Finding Anything Hear !!

06 December 2008

Chicagoland Speedway

Chicagoland Speedway Seating Chart


Chicagoland Speedway History
Address: Joliet, IL

Chicagoland Speedway
Chicagoland Speedway, located in Joliet, Ill., is only 40 miles from the birthplace of automobile racing in America.

What? You thought the cradle of racing in this country was Indianapolis, Ind., or Daytona Beach, Fla.? You thought racing’s roots only ran into the Appalachian Mountains of the Carolinas and Georgia?

Well, as they say, you can look it up.

The first automobile race between gasoline-powered vehicles ever held in the United States actually took place on Nov. 28, 1895, when six cars left Jackson Park in Chicago for a 54-mile race to Evanston, Ill., and back in the snow.

Frank Duryea took just more than 10 hours, averaging 7.3 mph, to win the race and earn $2,000.

How things have changed.

When Tony Stewart won the Tropicana 400 at Chicagoland Speedway in July 2004, his winnings were $336,803.

Chicagoland Speedway’s history begins with nine Illinois entrepreneurs and their work to built Route 66 Raceway, a complex featuring a drag strip and dirt oval named after Route 66, the legendary highway nicknamed the “mother road” that stretched from Chicago to California.
The next step was an informal meeting in 1995 between NASCAR president Bill France Jr. and Indy Racing League founder Tony George.
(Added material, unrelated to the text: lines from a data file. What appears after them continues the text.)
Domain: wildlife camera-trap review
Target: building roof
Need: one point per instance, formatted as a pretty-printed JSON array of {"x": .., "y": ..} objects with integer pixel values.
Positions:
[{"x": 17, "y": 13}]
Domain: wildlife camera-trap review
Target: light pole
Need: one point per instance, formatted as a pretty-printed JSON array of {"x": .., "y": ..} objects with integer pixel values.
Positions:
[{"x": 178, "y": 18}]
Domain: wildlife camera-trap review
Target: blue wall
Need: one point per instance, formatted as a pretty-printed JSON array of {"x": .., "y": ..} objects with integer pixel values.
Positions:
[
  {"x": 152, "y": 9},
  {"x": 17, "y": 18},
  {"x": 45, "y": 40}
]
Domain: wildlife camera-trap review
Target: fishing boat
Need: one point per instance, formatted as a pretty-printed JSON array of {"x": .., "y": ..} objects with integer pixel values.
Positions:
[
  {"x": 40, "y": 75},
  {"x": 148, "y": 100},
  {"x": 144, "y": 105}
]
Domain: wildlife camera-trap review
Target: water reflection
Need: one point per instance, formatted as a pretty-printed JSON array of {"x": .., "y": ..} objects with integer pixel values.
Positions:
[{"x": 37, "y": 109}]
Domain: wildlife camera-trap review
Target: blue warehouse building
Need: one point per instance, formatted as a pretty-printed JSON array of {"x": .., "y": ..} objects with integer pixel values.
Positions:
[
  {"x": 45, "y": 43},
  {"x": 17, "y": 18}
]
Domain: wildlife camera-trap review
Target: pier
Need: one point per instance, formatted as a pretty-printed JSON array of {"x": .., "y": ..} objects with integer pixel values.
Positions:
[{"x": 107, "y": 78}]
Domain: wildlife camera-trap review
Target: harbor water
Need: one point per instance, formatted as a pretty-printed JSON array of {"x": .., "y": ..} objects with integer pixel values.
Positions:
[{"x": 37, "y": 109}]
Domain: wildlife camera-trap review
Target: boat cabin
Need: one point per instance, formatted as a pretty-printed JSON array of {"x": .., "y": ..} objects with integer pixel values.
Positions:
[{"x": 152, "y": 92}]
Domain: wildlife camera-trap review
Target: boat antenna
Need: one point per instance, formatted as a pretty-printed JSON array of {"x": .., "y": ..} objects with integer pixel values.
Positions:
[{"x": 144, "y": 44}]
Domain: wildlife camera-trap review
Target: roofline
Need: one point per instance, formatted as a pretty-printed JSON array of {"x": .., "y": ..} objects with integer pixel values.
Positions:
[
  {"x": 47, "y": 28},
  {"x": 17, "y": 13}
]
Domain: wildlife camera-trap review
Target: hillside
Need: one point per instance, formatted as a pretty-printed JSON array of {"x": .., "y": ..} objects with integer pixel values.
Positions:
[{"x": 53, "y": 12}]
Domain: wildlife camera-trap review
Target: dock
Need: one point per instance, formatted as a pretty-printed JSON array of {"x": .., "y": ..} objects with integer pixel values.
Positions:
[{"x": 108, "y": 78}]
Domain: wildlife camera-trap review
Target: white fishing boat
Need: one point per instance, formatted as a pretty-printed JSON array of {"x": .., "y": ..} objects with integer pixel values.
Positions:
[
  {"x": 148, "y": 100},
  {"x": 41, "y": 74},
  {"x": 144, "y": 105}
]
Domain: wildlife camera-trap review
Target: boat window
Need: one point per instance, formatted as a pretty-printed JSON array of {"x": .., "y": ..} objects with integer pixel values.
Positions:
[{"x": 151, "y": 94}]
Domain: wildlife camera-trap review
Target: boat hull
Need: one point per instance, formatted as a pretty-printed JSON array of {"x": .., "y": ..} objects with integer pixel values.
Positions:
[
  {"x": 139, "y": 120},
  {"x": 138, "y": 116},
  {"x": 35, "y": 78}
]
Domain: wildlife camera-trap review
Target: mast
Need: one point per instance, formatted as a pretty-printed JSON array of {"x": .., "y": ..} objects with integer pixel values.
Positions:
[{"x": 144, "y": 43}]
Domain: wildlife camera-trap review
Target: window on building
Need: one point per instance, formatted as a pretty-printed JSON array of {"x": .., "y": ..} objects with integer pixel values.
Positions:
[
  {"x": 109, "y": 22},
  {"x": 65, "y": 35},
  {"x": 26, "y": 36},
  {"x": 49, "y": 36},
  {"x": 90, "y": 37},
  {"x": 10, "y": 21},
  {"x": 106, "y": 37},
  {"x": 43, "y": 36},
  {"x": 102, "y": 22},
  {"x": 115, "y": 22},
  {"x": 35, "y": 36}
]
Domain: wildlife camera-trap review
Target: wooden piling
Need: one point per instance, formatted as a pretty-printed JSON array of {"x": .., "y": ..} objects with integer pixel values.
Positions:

Their discussions centered on the idea of bringing a paved oval to the metropolitan Chicago area. After several years of searching for sites, the idea of building Chicagoland Speedway on a site adjacent to the Route 66 complex took shape.

The idea became a reality in 2001, when NASCAR brought its Cup and Busch Series to Chicagoland Speedway to being a new era of racing in the Midwest’s biggest city.

It was not, however, the first race in NASCAR’s top series held in the Chicago era.

On July 21, 1956, what was then called the NASCAR Grand National Series ran a 200-lap race on a half-mile paved oval at Chicago’s legendary Solider Field, which after several renovations still serves as the home of the NFL’s Chicago Bears. Fireball Roberts won that race, beating runner-up Jim Paschal in the field of 25 cars.

Today’s Chicagoland Speedway has 18-degree banking in its turns. The 2,400-foot frontstretch has 11 degree banking and the backstretch, which runs 1,700 feet, is banked at 5 degrees. It takes NASCAR’s top drivers less than 30 seconds to speed around its 1.5 miles in qualifying trim - Jeff Gordon set a track record in qualifying for the 2004 Tropicana 400 at 28.886 seconds, an average speed of 186.942 mph.

Kevin Harvick won the first two Cup series races at Chicagoland Speedway, with Ryan Newman and Tony Stewart following him to the winner’s circle. Jimmie Johnson, Johnny Sauter, Bobby Hamilton Jr. and Justin Labonte have won Busch Series race at Chicagoland Speedway.

The state-of-the-art facility offers great sight lines for the 75,000 fans who get tickets to a race at Chicagoland Speedway. The cornfields that surround the track provide a picturesque background in a setting that belies that fact that one of America’s greatest cities is just a few miles away.